The median OS for patients treated with NALIRIFOX was reported at 11.1 months, which is significantly longer than the 9.2 months median OS seen with Gem+NabP (HR[95%CI]: 0.83[0.70-0.99]; p= 0.04). At 12 months, this translated into an OS rate of 45.6% with NALIRIFOX and 39.5% with Gem+NabP. At the 18 months landmark, these rates were reported at 26.2% and 19.3%, respectively. Importantly, the OS benefit obtained with NALIRIFOX was maintained across all investigated subgroups, irrespective of sex, age, the presence of liver metastases, the number of metastatic sites, the baseline ECOG performance score and the main pancreatic tumor location (head or other). Also in terms of PFS, NALIRIFOX outperformed Gem+NabP with a median PFS of 7.4 and 5.6 months, respectively (HR[95%CI]: 0.69[0.58-0.83]; p< 0.0001). The corresponding PFS rates for NALIRIFOX and Gem+NabP at 12 and 18 months were reported at 27.4% vs. 13.9% and 11.4% vs. 3.6%, respectively. The ORR obtained with NALIRIFOX was 41.8%, which is significantly higher than the 36.2% ORR seen with Gem+NabP. Responses with NALIRIFOX were also more durable with a median response duration of 7.3 months as compared to 5.0 months with Gem+NabP.

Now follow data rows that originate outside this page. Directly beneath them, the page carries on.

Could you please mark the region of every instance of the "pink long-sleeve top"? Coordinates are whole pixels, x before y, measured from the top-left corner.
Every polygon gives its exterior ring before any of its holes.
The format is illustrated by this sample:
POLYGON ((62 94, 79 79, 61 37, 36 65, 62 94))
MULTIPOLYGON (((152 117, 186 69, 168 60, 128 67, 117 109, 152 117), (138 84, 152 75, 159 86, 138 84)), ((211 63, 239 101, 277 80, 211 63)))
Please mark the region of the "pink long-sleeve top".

Importantly, the incidence of grade ≥3 treatment-related AEs was fairly similar in both arms at 70.8% and 68.1% with NALIRIFOX and Gem+NabP, respectively. The same held true for the incidence of serious treatment-related AEs at 54.3% and 51.5%, respectively. Treatment-related AEs leading to death occurred in 1.6% of patients in the NALIRIFOX arm and in 2.1% in the Gem+NabP arm.
Conclusions
NALIRIFOX is associated with a significantly better OS, PFS and ORR compared to Gem+NabP in the first line treatment of patients with mPDAC. This benefit translated into markedly superior rates of OS and PFS with NALIRIFOX after 12- and 18-months. The safety profile observed with NALIRIFOX was manageable and consistent with the toxicity profiles of the different treatment components. As such, these data support NALIRIFOX as a new reference regimen in the first line treatment of patients with mPDAC.
Reference
O’Reilly E, et al. Liposomal irinotecan + 5-fluorouracil/leucovorin + oxaliplatin (NALIRIFOX) versus nab- paclitaxel + gemcitabine in treatment-naive patients with metastatic pancreatic ductal adenocarcinoma (mPDAC): 12- and 18-month survival rates from the phase 3 NAPOLI 3 trial. Presented at ASCO 2023; Abstract 4006.